I thought I’d seen a thread on something similar but have searched to no avail.
I’m joining 11 women this Friday at a potluck event and was asked to bring a hearty salad. Not sure what to bring and would love suggestions (outside of kale and quinoa which I don’t care for). I’ll leave my house at 9 and we’ll eat around noon but we’ll be at someone’s home so I will have access to a fridge and, if needed, can assemble before we eat. Not really a salad but I was thinking roasting a variety of vegetables could be an option that would likely be pretty universally liked.
Hearty salad would mean something with protein to me. I’d make one of the many varieties of chicken salad. If you think that others would be observing Lent by not eating meat on Fridays, then maybe a salmon or shrimp salad would be better.
Buy some good tortellini, and make a pasta salad with a garlicky vinaigrette, plenty of chopped tomatoes, Vidalia or red onions and sliced mushrooms marinated in the salad dressing and red or yellow peppers. Add fresh mozzarella balls sliced in half if you like.
Here’s a link to a recipe for an Asian style cole slaw. It has edamame and peanuts which give some protein. You could add meat to make it even more like a complete meal. All the colorful vegetables make a nice presentation, too.
Ingredients for the dressing:
¼ cup fresh lime juice
2 tablespoons honey
cumin to taste
corinader to taste if you like it
1 clove garlic, finely minced
½ teaspoon salt
2 tablespoons canola oil ( I generally use about half of each oil to to keep it healthier
2 tablespoons extra virgin olive oil
freshly ground black pepper
taste and add salt if needed
Ingredients for the salad:
1 medium head romaine lettuce , chopped in approximately ½ inch pieces
1 medium Anaheim peppper or if you prefer bell pepper, diced in ¼-inch pieces
½ medium red onion, diced in ¼-inch pieces
½ medium jicama, peeled and diced in ¼-inch pieces
1 medium zucchini, diced in ¼-inch dice**
4 medium tomatoes, seeded and diced into ¼-inch dice**
4 ears corn (if fresh corn is not in season, substitute 1½ cups of sweet, tiny frozen corn)

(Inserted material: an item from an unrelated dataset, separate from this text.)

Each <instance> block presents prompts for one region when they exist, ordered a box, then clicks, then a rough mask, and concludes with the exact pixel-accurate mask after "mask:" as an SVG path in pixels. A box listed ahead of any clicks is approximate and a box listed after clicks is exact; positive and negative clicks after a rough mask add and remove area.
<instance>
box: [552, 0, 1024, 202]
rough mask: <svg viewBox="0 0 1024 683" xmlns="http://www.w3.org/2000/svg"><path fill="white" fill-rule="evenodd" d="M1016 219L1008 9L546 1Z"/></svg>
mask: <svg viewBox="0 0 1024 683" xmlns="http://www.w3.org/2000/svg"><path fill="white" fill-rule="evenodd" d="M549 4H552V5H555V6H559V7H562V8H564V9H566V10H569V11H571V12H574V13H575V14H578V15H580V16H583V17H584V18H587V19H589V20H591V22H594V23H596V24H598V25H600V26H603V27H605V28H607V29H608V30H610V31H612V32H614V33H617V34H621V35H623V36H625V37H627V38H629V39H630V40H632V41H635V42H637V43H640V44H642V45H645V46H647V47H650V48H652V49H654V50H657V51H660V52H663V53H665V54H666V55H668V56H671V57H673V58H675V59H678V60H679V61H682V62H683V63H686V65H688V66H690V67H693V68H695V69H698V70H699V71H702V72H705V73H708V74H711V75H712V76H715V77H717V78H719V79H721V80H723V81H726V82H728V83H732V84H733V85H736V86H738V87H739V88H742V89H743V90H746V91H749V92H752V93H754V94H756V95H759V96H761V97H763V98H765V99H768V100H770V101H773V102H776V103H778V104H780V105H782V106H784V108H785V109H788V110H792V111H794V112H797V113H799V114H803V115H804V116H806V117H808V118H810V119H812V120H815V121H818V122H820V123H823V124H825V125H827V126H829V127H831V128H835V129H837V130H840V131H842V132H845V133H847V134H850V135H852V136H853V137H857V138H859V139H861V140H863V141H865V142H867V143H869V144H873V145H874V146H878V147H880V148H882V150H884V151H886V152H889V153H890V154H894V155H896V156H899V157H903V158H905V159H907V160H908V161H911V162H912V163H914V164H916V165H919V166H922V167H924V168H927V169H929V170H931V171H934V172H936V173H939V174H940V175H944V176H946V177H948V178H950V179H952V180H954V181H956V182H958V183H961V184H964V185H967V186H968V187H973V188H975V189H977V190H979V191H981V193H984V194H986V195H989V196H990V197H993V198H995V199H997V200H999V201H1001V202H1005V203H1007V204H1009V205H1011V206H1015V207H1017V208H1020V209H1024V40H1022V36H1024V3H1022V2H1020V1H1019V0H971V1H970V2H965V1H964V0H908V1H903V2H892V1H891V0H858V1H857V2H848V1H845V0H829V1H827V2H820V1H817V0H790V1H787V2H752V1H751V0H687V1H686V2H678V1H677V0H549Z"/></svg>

1½ cups canned black beans, drained and rinsed
½ cup finely chopped cilantro, plus whole cilantro leaves for garnish, if desired
Instructions
For the dressing, combine lime juice, honey, cumin garlic and salt. Stir to combine. In a slow, steady stream, add the oils, stirring continuously with a fork or small whisk. Taste and add more salt and pepper, if needed. Set aside.
Combine corn and other salad ingredients in a large bowl. Stir to combine. Add dressing and stir to coat all ingredients. Garnish with cilantro leaves, if desired.
I like to make (and have brought to several potluck type events) what I call pasta - anti-pasta salad. Lettuce, grape tomatoes, olives (canned black pitted), cut up celery, cut up red peppers, croutons, red onion (if you like it), grated cheese, tricolor rotini pasta, and Italian dressing. Very simple to make and usually well received. You can add meat to this salad if you like - the original recipe added sliced salami/pepperoni.
I like that broccoli salad. Broccoli, red onion, raisins or craisins…and a dressing made with Mayo, vinegar, and sugar. Do a google search for Broccoli Salad…you will get a bunch of hits. It’s easy, and a great picnic salad for a potluck.
These are great. Thanks for the ideas. No vegetarians, no observant Catholics so no real restrictions. I love detailed recipes…DH took on the cooking early on and it’s only been more recently that I’ve ventured in so I’m very much a recipe follower. Love all the options but would love to hear more.
This is a delicious roasted root vegetable salad. You could make it more hearty by adding in a protein like chicken or turkey. Or toss in some al dente orzo. If you’re uncertain about the cilantro dressing you could sub in an avocado dressing. http://www.aspicyperspective.com/roasted-root-vegetables-salad/
Here is an arugula, tortellini and rotisserie chicken salad that I do. My only changes are a couple of more cloves of garlic in the dressing and honey instead of sugar. I also add avocados sometimes. This is an easy and good dinner for H and I after the gym, but I have also taken it to potlucks and everyone loved it.
I love, love, love this salad. (Roasted cauliflower with hazelnuts and pomegranate seeds.) It’s got a totally different flavor palate from your run of the mill salads.
I love a chopped nicoise salad with all of the usual ingredients–lettuce, olives (I use kalamata as a sub for true nicoise olives), tomatoes, steamed red potatoes, hard boiled egg, and steamed haricot verts (green beans)-chopped along with good quality canned tuna tossed in a dijon vinaigrette.